Project 9: Hyperconverged Home Lab with Ceph

Build a 3-node hyperconverged cluster with Ceph storage, HA, and live migration.

Quick Reference

Attribute Value
Difficulty Level 4: Advanced
Time Estimate 3-4 weeks
Main Programming Language Bash / YAML (Alternatives: Python)
Alternative Programming Languages Python
Coolness Level Level 5: Real Infra Lab
Business Potential Level 4: Infra Architect
Prerequisites Linux networking, storage concepts
Key Topics Quorum, Ceph, migration

1. Learning Objectives

By completing this project, you will:

  1. Deploy a 3-node Proxmox + Ceph cluster.
  2. Configure replication and failure domains.
  3. Execute live migration and observe downtime.
  4. Validate HA behavior during node failure.

2. All Theory Needed (Per-Concept Breakdown)

2.1 Hyperconverged Infrastructure and Quorum

Fundamentals Hyperconverged infrastructure merges compute, storage, and networking into a single cluster. Each node runs a hypervisor and contributes storage to a distributed system (often Ceph). HCI relies on quorum to prevent split-brain, replication or erasure coding for durability, and failure domains to spread risk. The goal is to simplify operations while enabling high availability and live migration without external SANs.

HCI shifts the operational center of gravity. Instead of separate storage and compute teams, the same platform must manage both. This simplifies procurement and scaling but introduces coupling between compute load, storage load, and network health. Understanding these couplings is essential for designing reliable HCI systems.

Deep Dive into the concept HCI is a distributed systems problem in disguise. Every VM write becomes a distributed write. A storage system like Ceph stores objects across OSDs according to the CRUSH algorithm. Clients compute object placement using the cluster map, avoiding centralized metadata bottlenecks. This design scales but requires careful configuration of placement groups, replication factors, and failure domains.

Quorum is a safety mechanism. Cluster components (Corosync for Proxmox, Ceph MONs) require a majority of votes to make progress. In a 3-node cluster, losing one node still leaves quorum; losing two does not. When quorum is lost, the cluster halts VM operations to avoid split-brain writes. Some deployments add a qdevice as a tie-breaker.

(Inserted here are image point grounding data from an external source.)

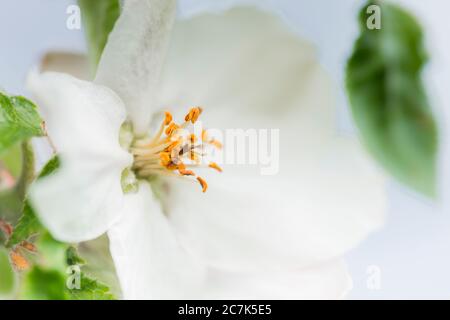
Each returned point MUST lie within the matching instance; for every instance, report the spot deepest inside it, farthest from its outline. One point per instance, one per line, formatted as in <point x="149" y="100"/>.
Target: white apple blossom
<point x="247" y="236"/>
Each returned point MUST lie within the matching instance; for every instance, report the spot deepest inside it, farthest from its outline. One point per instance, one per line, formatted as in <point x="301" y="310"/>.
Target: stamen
<point x="172" y="149"/>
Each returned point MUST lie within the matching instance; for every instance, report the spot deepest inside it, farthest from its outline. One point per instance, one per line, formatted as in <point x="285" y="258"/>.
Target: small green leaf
<point x="19" y="121"/>
<point x="91" y="289"/>
<point x="73" y="258"/>
<point x="29" y="224"/>
<point x="43" y="284"/>
<point x="7" y="276"/>
<point x="11" y="160"/>
<point x="51" y="167"/>
<point x="98" y="17"/>
<point x="388" y="99"/>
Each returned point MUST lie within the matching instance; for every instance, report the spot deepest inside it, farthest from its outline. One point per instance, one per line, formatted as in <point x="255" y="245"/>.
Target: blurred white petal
<point x="135" y="52"/>
<point x="326" y="281"/>
<point x="327" y="196"/>
<point x="84" y="197"/>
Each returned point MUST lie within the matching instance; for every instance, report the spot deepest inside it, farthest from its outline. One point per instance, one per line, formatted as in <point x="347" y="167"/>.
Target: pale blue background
<point x="412" y="251"/>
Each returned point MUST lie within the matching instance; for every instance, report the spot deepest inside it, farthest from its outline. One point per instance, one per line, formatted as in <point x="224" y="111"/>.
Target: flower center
<point x="174" y="150"/>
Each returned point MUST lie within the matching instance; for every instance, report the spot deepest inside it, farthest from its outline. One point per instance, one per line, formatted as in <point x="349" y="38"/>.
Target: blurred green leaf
<point x="43" y="284"/>
<point x="91" y="289"/>
<point x="7" y="277"/>
<point x="19" y="121"/>
<point x="48" y="276"/>
<point x="98" y="17"/>
<point x="388" y="99"/>
<point x="27" y="226"/>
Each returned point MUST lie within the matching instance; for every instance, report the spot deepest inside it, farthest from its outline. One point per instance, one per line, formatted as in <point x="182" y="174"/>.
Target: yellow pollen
<point x="203" y="184"/>
<point x="170" y="150"/>
<point x="193" y="115"/>
<point x="215" y="166"/>
<point x="171" y="129"/>
<point x="168" y="118"/>
<point x="216" y="143"/>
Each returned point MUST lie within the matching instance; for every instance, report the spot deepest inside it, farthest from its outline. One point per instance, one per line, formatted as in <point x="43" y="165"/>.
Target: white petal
<point x="247" y="70"/>
<point x="326" y="281"/>
<point x="150" y="262"/>
<point x="272" y="222"/>
<point x="83" y="120"/>
<point x="74" y="64"/>
<point x="134" y="55"/>
<point x="327" y="195"/>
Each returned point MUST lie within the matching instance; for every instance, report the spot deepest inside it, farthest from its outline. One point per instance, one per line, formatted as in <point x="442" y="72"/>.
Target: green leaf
<point x="19" y="121"/>
<point x="73" y="258"/>
<point x="29" y="225"/>
<point x="51" y="167"/>
<point x="48" y="278"/>
<point x="43" y="284"/>
<point x="7" y="276"/>
<point x="91" y="289"/>
<point x="388" y="99"/>
<point x="98" y="17"/>
<point x="11" y="160"/>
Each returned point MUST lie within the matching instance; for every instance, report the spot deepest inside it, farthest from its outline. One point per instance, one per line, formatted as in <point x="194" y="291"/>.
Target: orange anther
<point x="203" y="184"/>
<point x="168" y="118"/>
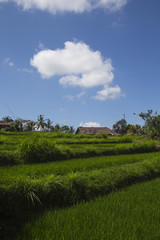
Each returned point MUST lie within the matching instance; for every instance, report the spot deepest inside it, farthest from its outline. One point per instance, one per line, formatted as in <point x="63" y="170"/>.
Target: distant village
<point x="120" y="128"/>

Replication vs erasure coding is a central trade-off. Replication is simple and fast but costs 2x-3x storage overhead. Erasure coding reduces overhead but increases CPU and network cost on writes and recovery. Many HCI systems use replication for hot data and erasure coding for cold data. Recovery traffic can saturate networks and degrade VM I/O latency.

Ceph-specific tuning is a practical reality. The number of placement groups, the replication factor, and the CRUSH failure domain hierarchy all influence recovery time and performance. If placement groups are too few, data distribution is uneven; too many, and metadata overhead grows. Backfill traffic can saturate the network, so many operators throttle recovery to protect VM latency.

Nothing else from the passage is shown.